Bright lights and the big city beckoned, however, and R. H. Macy relocated to New York City in 1858, where he opened a modest eponymous store in a low-rent part of town.  At long last, he began to experience the success that had eluded him for years.  Gradually moving uptown as the store prospered, Macy was the very soul of retailing innovation.  Prices were clearly marked and were not negotiable, which made it possible to place eye-catching advertisements in all the New York newspapers. Credit was not extended; all sales were in cash, unheard of for the time. He is credited with hiring the first in-store Santa Claus, helping to commercialize Christmas in the United States as never before. With that shrewd eye he had for publicity, he named Margaret Getchell as store manager in 1866, creating the first female executive in American retailing. 

The store was successful beyond his wildest dreams.  In 1875, he enlisted the help of two partners to run the burgeoning business:   Robert M. Valentine; and Abiel T. La Forge.

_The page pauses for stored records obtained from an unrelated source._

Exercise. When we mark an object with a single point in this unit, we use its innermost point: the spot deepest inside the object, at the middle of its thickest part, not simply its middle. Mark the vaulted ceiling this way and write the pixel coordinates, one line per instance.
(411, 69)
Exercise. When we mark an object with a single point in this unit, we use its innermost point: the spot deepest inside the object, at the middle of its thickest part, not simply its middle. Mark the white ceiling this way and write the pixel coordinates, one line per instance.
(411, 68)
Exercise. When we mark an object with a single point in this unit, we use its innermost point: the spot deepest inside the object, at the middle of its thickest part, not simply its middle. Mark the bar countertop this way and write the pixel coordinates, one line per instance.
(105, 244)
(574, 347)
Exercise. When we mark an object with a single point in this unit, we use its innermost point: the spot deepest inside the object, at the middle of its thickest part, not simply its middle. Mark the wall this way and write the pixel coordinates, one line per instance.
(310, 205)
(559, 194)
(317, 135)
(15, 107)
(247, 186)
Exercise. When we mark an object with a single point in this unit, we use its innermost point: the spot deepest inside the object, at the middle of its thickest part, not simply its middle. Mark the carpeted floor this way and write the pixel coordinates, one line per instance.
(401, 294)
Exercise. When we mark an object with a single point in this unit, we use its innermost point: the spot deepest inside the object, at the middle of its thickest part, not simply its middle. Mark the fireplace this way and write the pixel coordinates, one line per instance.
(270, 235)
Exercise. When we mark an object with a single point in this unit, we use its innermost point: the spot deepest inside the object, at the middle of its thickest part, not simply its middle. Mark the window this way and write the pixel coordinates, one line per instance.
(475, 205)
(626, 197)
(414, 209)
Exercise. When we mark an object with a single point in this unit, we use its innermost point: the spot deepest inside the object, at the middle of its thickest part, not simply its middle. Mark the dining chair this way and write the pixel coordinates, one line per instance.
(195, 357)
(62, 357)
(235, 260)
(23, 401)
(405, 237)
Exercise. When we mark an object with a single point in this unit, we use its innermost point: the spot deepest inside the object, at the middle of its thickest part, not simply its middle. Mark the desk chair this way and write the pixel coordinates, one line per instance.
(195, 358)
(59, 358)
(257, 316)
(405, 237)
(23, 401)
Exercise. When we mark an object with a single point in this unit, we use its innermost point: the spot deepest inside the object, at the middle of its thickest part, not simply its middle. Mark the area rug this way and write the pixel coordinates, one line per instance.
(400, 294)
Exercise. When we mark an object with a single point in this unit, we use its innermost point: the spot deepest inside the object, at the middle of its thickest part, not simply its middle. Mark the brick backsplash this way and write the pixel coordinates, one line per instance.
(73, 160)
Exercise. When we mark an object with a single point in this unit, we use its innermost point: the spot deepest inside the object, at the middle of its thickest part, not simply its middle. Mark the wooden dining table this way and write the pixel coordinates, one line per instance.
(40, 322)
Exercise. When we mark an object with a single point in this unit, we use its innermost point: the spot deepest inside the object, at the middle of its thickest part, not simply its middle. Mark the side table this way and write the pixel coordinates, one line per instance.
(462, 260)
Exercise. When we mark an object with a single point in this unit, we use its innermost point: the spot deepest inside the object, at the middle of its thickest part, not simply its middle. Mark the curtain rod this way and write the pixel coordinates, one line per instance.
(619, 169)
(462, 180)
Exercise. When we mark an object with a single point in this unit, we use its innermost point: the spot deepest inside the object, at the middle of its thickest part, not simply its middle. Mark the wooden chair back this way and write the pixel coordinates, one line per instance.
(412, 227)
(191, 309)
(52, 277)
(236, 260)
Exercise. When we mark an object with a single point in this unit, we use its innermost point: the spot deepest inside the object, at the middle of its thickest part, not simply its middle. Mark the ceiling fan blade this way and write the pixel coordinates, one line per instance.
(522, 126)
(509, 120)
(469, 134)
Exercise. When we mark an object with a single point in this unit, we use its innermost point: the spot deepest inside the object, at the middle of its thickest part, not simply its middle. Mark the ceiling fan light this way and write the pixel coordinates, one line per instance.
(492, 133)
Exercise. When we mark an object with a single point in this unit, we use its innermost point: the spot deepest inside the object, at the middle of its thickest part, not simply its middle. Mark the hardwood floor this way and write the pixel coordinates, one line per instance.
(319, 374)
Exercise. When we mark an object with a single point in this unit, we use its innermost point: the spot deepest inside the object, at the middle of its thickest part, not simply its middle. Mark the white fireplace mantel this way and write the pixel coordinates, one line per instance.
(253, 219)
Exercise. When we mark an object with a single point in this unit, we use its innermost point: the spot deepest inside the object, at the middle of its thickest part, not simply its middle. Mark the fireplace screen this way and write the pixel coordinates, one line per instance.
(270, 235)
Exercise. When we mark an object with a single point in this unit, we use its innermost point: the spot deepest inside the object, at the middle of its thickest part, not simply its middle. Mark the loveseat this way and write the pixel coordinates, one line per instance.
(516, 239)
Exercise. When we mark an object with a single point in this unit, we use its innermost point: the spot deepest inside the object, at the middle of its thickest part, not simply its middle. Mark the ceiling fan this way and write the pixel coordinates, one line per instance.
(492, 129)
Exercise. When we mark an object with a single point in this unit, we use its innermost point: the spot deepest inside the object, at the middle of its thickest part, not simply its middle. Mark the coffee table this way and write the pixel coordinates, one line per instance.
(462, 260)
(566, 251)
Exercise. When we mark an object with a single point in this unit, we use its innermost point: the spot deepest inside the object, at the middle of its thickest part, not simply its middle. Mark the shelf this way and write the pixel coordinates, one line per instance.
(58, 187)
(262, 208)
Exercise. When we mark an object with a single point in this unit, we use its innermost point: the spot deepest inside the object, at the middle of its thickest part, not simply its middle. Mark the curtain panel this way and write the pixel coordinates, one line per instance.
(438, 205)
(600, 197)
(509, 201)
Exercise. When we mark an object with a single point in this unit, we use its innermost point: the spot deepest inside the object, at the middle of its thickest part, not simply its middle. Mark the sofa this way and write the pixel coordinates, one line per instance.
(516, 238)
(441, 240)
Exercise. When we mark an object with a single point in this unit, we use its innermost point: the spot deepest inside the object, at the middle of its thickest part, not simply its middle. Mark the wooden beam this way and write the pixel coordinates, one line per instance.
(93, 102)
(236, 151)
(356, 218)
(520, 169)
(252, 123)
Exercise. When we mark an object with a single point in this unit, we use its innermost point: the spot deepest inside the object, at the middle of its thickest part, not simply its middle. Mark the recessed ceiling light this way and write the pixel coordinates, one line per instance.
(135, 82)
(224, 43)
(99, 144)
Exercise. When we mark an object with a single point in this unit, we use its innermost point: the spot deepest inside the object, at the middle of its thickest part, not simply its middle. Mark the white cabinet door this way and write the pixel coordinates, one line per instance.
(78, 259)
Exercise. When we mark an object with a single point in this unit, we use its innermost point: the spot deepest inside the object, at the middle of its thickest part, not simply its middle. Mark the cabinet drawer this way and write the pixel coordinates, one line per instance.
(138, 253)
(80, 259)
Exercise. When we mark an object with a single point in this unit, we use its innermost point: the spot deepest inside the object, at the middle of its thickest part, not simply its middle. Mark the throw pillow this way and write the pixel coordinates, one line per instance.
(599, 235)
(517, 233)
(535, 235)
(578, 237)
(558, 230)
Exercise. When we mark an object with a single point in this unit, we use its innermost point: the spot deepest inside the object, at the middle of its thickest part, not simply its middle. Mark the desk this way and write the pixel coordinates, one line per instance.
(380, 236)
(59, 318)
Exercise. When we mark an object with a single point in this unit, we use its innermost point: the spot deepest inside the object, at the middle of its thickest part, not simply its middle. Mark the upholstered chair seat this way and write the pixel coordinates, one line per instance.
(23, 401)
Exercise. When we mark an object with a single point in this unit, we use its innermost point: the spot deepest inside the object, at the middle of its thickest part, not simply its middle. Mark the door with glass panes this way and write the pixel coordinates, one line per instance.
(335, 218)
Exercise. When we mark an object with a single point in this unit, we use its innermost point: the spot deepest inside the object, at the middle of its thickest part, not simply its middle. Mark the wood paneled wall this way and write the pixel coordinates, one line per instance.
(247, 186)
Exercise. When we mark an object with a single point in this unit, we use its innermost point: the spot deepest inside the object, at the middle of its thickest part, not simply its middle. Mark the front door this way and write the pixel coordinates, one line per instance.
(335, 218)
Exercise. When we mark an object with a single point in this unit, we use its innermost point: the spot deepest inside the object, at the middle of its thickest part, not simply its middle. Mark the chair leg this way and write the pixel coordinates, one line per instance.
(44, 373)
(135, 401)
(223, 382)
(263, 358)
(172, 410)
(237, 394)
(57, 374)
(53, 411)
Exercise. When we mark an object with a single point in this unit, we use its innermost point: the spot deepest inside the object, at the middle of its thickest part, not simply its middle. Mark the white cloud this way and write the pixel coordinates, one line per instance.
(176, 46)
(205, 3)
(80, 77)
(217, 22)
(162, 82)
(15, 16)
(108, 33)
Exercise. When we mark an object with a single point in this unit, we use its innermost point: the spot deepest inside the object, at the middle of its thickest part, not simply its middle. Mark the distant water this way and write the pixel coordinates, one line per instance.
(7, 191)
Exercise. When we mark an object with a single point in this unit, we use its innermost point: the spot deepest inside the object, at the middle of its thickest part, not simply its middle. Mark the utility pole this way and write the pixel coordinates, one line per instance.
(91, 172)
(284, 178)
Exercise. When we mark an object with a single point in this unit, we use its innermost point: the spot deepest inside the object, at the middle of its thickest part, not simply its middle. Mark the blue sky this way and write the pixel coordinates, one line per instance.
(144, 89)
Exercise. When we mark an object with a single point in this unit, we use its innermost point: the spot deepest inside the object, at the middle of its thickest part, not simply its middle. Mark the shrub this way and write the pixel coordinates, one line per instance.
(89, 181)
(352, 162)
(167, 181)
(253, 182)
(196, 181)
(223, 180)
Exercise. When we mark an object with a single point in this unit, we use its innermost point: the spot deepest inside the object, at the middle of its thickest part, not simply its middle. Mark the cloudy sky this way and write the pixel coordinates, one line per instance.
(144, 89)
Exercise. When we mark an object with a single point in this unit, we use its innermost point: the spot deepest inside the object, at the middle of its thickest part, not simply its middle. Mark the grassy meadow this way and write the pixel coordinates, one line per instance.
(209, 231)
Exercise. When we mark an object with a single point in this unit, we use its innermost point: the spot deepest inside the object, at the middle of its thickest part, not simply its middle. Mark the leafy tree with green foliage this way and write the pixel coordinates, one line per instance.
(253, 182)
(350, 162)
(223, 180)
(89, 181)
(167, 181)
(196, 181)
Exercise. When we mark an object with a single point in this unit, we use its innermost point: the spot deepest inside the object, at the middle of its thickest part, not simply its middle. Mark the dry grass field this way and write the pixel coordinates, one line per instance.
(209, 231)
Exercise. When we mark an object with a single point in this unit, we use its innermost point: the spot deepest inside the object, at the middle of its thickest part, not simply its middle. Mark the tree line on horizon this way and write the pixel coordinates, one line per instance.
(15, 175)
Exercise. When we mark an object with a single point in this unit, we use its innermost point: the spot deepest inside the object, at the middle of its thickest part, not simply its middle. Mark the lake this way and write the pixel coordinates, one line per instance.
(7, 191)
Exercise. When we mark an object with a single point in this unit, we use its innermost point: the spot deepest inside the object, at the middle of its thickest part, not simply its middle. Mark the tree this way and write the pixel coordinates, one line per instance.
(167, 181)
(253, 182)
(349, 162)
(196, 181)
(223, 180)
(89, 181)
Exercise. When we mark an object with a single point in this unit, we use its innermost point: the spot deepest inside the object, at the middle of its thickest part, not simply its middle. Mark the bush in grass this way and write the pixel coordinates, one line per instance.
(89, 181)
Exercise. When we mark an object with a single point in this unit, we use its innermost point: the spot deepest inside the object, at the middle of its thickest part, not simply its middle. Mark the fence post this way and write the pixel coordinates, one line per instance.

By the time of Macy’s death two years later, the store had spread across a collection of eleven different buildings at 18th and Broadway.  And that was still only the beginning.  The Macy family owned the store until 1895, when brothers Isador and Nathan Strauss took over operations after having run a crockery story their father founded in Macy’s basement (the forerunner of The Cellar?).  Sadly, Isador and his wife Ida perished on the Titanic.
Today, Macy’s is the world’s largest retailer, mainly through acquisitions and mergers.  By my unofficial count, the store that Rowland Hussey Macy founded has swallowed at least 29 venerable American department stores.  The list includes the iconic Boston landmark store, Jordan Marsh.  That store had its foundation a decade earlier than R.H. Macy’s Haverhill store when Eben Dyer Jordan opened a dry goods store in Boston in 1841.  But that’s a story for another time.
In answer to the question concerning the red star in the Macy’s logo, when Macy put to sea on the whaler out of Nantucket as a teenager, he had a red star tattooed on his hand, as seamen will do.  It was Macy himself who determined the star would always be a part of the store’s name."

If you've hung in here long enough to get this far in the post, it might also interest you to know that seamen chose red star tattoos for protection.  Since the stars were used as guides out at sea, the tattoo star was thought to lead the seaman home under its guidance.  It surprises me to learn that Macy's has deep New England/Massachusetts roots.  

You might remember that Macy's played a big role in my very first visit to West Islip with James.  I had taken a bus trip to NYC with some school friends.  James was at home that weekend and planned to pick me up at the end of the day at Macy's near the restaurant in the basement.  My friends didn't want to leave me alone in NYC until they saw James, but we could not find each other that day and the bus had to leave without me.  Eventually we got it figured out--even without the convenience of cell phones or GPS--imagine that.  Perhaps the red star helped guide James that day: the beginning of our own "story".